Okay, so finding exactly what you want right now is difficult. I have been going over the statistics for existing home sales and they are still strong. Even with the slight rise in interest rates (as of writing this 3.1% was average, that’s the highest it has been since June of 2020). But still, existing homes are scarce, and this is for several different reasons. So, having a talk about new construction is a good thing, we have had this talk before – make sure you are able to make decisions etc. But let’s talk about what that contract looks like between you and the builder.
We have all heard the horror stories about starting out building your dream home and having it turn into a nightmare. Well, here are some things that you and your Realtor can do to prevent a nightmare.
Choose wisely Grasshopper! Not everyone can get a General Contractors license, because they cost money and you must be able to qualify for a bond and insurance. However, you really don’t need to have a lot of experience to get a general contractors license. In Alaska, you must have your Residential Endorsement. This allows a builder to work on residential homes. For some reason, in Alaska, you can work all day long on a Skyscraper, but need extra classes for a 1300 square foot house on a ¼ acre lot. Two separate licenses. You can go to the state of Alaska website and pull up the Professional Licensing page and make sure that your contractor has a valid license before you go into contract. Also, check out other homes they built and, if possible, talk with the buyers of those homes. Are there any chronic problems with construction or the warranty period afterward? Choose Wisely!
Timing is Everything! Especially in Alaska. Right now, in the throws of breakup, there are road restrictions that prevent heavy equipment from being able to be transported.
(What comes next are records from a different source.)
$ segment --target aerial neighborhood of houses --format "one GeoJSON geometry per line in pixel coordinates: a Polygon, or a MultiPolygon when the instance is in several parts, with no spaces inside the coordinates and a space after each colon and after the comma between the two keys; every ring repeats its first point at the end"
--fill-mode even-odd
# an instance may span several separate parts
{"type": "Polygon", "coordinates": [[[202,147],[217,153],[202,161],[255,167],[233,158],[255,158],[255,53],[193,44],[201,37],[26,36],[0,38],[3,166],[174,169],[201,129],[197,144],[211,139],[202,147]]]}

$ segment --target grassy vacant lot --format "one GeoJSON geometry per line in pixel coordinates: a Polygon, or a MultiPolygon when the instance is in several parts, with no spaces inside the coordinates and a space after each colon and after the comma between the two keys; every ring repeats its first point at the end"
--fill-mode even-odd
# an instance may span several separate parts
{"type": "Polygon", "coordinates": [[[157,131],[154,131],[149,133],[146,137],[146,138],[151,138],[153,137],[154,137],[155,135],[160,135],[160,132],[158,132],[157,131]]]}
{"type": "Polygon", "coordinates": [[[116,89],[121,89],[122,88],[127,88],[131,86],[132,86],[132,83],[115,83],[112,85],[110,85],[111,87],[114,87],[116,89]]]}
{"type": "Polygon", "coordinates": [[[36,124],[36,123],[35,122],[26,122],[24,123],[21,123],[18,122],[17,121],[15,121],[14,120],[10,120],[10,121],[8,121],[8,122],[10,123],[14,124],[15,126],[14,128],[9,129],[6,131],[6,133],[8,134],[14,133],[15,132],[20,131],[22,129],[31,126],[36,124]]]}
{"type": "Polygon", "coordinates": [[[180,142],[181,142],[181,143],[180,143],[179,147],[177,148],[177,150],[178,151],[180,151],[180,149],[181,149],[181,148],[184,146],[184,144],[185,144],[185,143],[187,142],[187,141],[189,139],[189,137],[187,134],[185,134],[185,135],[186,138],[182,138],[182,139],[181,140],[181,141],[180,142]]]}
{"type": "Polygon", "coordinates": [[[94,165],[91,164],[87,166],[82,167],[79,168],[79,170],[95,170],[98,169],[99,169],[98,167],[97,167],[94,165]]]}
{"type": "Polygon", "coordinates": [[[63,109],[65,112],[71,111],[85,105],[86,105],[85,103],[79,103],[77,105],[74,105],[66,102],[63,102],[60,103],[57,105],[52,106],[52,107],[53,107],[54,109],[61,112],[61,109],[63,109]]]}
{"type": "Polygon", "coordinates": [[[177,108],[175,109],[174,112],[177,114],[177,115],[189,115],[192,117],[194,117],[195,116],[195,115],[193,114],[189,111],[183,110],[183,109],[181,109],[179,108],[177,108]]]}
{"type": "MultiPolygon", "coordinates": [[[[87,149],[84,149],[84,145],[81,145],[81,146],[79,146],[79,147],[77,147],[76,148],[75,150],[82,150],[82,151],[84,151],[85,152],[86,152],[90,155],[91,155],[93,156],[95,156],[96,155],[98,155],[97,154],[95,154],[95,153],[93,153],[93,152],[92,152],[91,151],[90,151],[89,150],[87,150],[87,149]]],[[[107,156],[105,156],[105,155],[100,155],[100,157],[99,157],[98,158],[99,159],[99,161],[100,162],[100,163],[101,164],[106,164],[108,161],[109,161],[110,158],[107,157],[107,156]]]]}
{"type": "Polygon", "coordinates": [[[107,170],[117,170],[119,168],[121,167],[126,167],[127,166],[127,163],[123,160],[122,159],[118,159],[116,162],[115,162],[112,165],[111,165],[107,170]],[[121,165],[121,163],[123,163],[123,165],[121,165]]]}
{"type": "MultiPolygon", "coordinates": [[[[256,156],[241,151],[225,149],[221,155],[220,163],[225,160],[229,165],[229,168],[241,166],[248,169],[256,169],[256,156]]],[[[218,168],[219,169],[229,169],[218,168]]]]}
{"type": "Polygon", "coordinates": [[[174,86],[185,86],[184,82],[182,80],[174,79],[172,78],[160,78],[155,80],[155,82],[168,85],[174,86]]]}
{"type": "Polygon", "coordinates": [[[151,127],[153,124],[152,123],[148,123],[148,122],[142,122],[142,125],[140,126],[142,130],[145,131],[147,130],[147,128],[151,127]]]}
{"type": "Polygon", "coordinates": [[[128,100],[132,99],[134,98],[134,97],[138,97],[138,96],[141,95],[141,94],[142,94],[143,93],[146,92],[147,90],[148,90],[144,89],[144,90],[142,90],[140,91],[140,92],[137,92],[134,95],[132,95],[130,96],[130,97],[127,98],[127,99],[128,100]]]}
In other words, you may think Spring is the perfect time to build, and for the most part it is, but depending on when these road restrictions come on, your builder will not be able to get the equipment to your lot to start construction. Now, if he has several homes in one subdivision, he can take his equipment there and leave it and get the work done while the restrictions are on – he just cannot put them on a trailer and drive them across town. This is when you see the signs that say 50% Axle Load on the road. It’s to let heavy equipment operators know that they can only carry 50% of their normal weight. That huge backhoe for clearing trees and digging a foundation and the septic system, isn’t going to be able to travel on a 50% Axle Load road until the restrictions are lifted. The reason why I am saying this is because you as a buyer, of a new home, want to know when your house will be complete and this, unfortunately, is an anomaly that makes it difficult to pinpoint that date.
Busy Beavers! This will be a busy building season, because right now there is somewhat of a housing shortage. So, builders are in high demand. That means subcontractors are in high demand as well. There are only so many specialty contractors out there, and all the General Contractors use them. This means their schedule is tight! Your contractor that you went into contract with may have been promised by the subcontractor that everything will be done on time, but the subcontractor has a couple of employees that leave him high and dry, this puts everything behind, and the schedule is all messed up. Sometimes, a foundation contractor get’s in there and get’s the job done early, but the framers aren’t scheduled to start for 2 weeks. This can be frustrating for buyers – “what’s going on with my house, no one has been there for 10 days!” It’s in the scheduling. Expect things to take a little longer this year.
Money Money Money! Unfortunately, things are going to be a little more expensive this year too. Not only have lot prices increased, but materials have really gone up in price. In fact, some builders are not even taking presold contracts this year, they are building the house and then putting them up for sale because it’s too risky right now to sell a house when the costs of materials are rising so quickly.
A Contractual Caveat… This year I have sold 2 new construction homes because the buyers had been in too many multi offer situations and they didn’t want to do that again. They felt that this way, they would know what they are paying for the property right up front. Well, not exactly. Some builders are having to put caveats in their contracts that state “between the time that the contract is written and when the construction actually begins, the buyer is responsible for the increased price of lumber and other building materials.” Let me give you an example: You sign a contract with a builder February 1st. It’s supposed to start construction May 1st. The builder gives the realtor a copy of the lumber package on February 1st. The cost is $45,000. On May 1st, the same lumber package is priced again at the same lumber yard and the price has increased by $3600 overall. The Buyer will need to add this $3600 to the purchase price making their new home now cost $303,600 instead of the original price of $300,000. No one likes that, but it is the true cost and builders will not be in business next year if they have to absorb that cost.
So, with all this going on, my advice, prices are going to increase, but so are values. If you need a new house, buy one, new construction is a viable option, and everyone loves a new house. Make it yours and enjoy the very interesting journey of new construction.